Nach meiner Einschätzung wird aber die SPD nicht in der Lage sein, ein die sozialen Milieus übergreifendes Zukunftsprojekt zu entwerfen. Denn die zahlreichen Wahlniederlagen und hunderttausende von Parteiaustritten führten nicht zu einem Paradigmenwechsel. Vielmehr erklärte im Kontext der kritischen Auseinandersetzung von Ypsilanti mit den Ursachen des sozialdemokratischen Niedergangs Frank-Walter Steinmeier beim Bundeskongress des deutschen Beamtenbundes in Köln, der gegenwärtige Aufschwung sei „die Dividende“ der rot-grünen Bundesregierung. Dies zu einem Zeitpunkt, wo die Mehrheit der Bevölkerung um den Verlust ihres Sozialstatus fürchtet und die Fortsetzung der Agenda-2010 unter schwarz-gelb längst als Bedrohung wahrnimmt. Am 26.07.2011 wurde um 22:45 Uhr in der ARD 18 Monate unter Genossen gesendet. Darin kam auch die nordrhein-westfälische Ministerpräsidentin Hannelore Kraft zu Wort.
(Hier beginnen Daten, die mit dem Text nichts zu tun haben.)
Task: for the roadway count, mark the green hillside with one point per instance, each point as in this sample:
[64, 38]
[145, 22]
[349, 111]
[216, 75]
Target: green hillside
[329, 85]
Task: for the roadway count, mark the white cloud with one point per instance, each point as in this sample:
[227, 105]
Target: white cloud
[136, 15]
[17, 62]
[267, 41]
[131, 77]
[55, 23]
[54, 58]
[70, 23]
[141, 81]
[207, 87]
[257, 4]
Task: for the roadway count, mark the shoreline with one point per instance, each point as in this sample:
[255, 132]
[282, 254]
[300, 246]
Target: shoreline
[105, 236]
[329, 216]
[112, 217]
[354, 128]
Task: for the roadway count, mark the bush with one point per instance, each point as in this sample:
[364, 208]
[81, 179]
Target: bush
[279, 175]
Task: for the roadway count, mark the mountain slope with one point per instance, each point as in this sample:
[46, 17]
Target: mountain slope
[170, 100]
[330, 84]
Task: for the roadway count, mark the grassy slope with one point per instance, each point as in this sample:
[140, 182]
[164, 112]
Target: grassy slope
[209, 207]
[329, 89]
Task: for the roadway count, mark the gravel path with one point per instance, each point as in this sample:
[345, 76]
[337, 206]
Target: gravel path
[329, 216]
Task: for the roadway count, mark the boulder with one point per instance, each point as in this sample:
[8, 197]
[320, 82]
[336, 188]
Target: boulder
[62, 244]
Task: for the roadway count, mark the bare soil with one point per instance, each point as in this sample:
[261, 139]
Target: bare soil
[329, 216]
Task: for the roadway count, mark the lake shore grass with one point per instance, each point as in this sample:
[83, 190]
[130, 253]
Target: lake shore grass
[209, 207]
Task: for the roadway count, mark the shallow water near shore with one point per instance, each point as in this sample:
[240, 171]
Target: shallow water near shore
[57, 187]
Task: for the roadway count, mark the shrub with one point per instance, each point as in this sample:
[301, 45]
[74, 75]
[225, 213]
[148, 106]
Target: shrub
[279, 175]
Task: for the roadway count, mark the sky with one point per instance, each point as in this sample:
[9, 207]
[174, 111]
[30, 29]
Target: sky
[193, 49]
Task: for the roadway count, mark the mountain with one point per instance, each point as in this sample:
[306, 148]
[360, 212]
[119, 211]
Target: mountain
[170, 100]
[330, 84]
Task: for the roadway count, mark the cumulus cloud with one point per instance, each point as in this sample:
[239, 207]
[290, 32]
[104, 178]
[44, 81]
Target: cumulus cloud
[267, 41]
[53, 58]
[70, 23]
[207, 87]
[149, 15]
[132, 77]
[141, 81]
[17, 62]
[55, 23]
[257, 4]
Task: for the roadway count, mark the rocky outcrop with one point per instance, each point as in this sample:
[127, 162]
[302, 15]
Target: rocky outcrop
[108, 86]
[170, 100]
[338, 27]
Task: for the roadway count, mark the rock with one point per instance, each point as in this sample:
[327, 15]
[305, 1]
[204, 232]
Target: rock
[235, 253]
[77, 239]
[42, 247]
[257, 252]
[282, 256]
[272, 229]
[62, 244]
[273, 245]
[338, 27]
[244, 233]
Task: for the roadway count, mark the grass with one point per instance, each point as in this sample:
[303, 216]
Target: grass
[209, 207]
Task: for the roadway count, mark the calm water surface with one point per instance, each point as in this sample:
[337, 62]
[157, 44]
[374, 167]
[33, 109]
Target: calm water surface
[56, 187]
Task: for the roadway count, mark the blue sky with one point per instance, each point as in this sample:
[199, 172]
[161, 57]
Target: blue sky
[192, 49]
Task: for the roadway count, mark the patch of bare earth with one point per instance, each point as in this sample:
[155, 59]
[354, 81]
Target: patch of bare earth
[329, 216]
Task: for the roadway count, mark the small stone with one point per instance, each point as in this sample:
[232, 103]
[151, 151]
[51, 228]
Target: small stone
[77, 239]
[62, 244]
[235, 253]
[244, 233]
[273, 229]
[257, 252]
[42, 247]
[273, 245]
Nach ihrer Aussage war Gerhard Schröder zu der Implementierung der Agenda-2010 gezwungen, da Deutschland in Europa „Letzter“ gewesen sei. Belege lieferte sie für ihre Behauptung nicht. Vor dem Hintergrund der jüngsten Entwicklungen erklärte der innenpolitische Sprecher der SPD-Bundestagsfraktion, Dieter Wiefelspütz, er halte Ausschreitungen wie in Großbritannien in Deutschland für eher unwahrscheinlich. Denn man habe hierzulande eine „bessere Absicherung für sozial Schwache“, äußerte er sich gegenüber der Bild-Zeitung. Wirklich? Der UN-Ausschuss für wirtschaftliche, soziale und kulturelle Rechte wies darauf hin, dass durch das ALG-II “kein angemessener Lebensstandard” gewährt werde. BA-Vorstandsmitglied Heinrich Alt erklärte kürzlich in einem Interview für den Tagesspiegel, der Regelsatz des ALG-II sei menschenunwürdig.
Es ist erschreckend festzustellen, auf welchem kognitiven und intellektuellem Niveau sozial-demokratische Parlamentarier mittlerweile gelandet sind.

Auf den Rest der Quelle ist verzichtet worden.